My notes indicated that we had called 38 coyotes in by the end of our third afternoon, as the wind sharpened and snow sifted across the landscape. We walked to a deep, deer-filled coulee slicing through wheat fields and tucked into a fence line at the top of the draw. The minute we fired up the female invitation call, a coyote popped out of the brush 800 yards away, sat on a snowy ledge and casually looked our way. No matter how we amped the volume or changed the cadence of our call, the coyote wouldn’t unlock.
Then we changed to a male challenge howl, and the coyote jumped up and started running toward us. It was as though we had lit its fuse, but that wasn’t all. Four other coyotes poured out of the willows and joined the first.

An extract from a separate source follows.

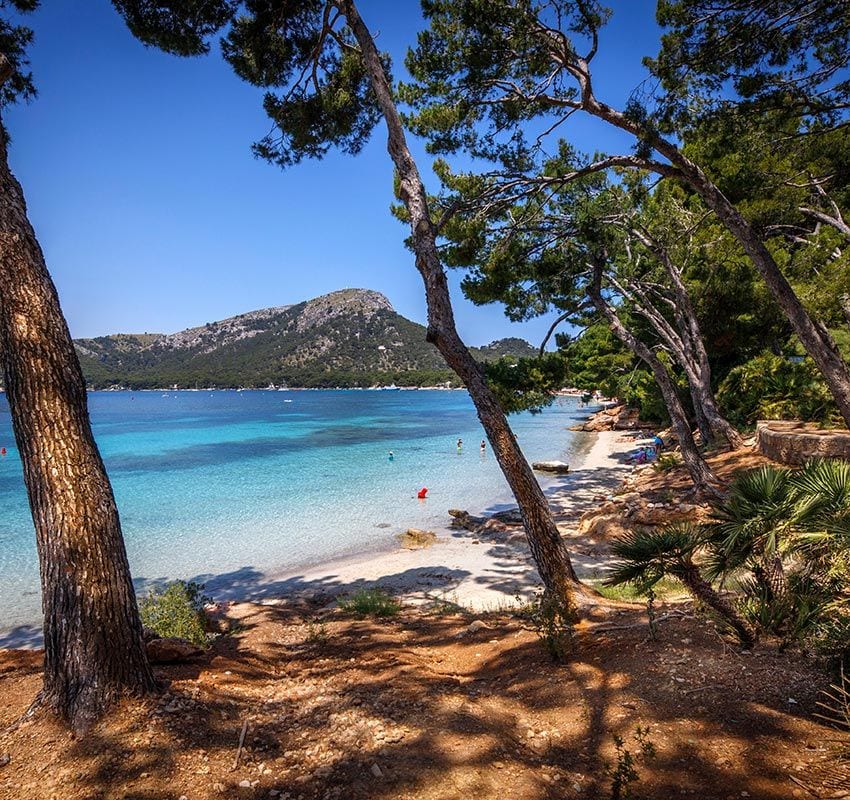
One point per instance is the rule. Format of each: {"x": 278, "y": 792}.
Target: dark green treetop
{"x": 788, "y": 55}
{"x": 15, "y": 76}
{"x": 319, "y": 94}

I don’t get rattled too often, but suddenly I felt like prey myself, watching the predators home in on our location, spread out like a military formation, and close in. They were totally keyed in on the call. When we stopped playing the howl, the coyotes stopped and sat down. We turned it back on and they resumed their approach. At about 300 yards the coyotes changed strategies and turned downwind, trying to flank us so they could cut our scent. Any minute they would turn into the wind, smell us and the game would be over.
They disappeared over a rise and Jason jumped up and ran to a high spot. When the pack appeared they’d be well within range. I stayed in the fencerow, trying to unfreeze my eyelashes. A shot cracked through the gale. Then another. Then two more before Jason returned to the stand, the downcast look on his face explaining everything.
But I didn’t care. We had talked an entire pack of predators nearly into our laps using their own language. We had seen the light in their eyes as we provoked some deep canine need to join the pack, to fight a rival, to tend a pup. Besides, the approaching darkness meant I could leave the frozen tundra, thaw my feet and warm my fingers. And haunt Jason about his marksmanship.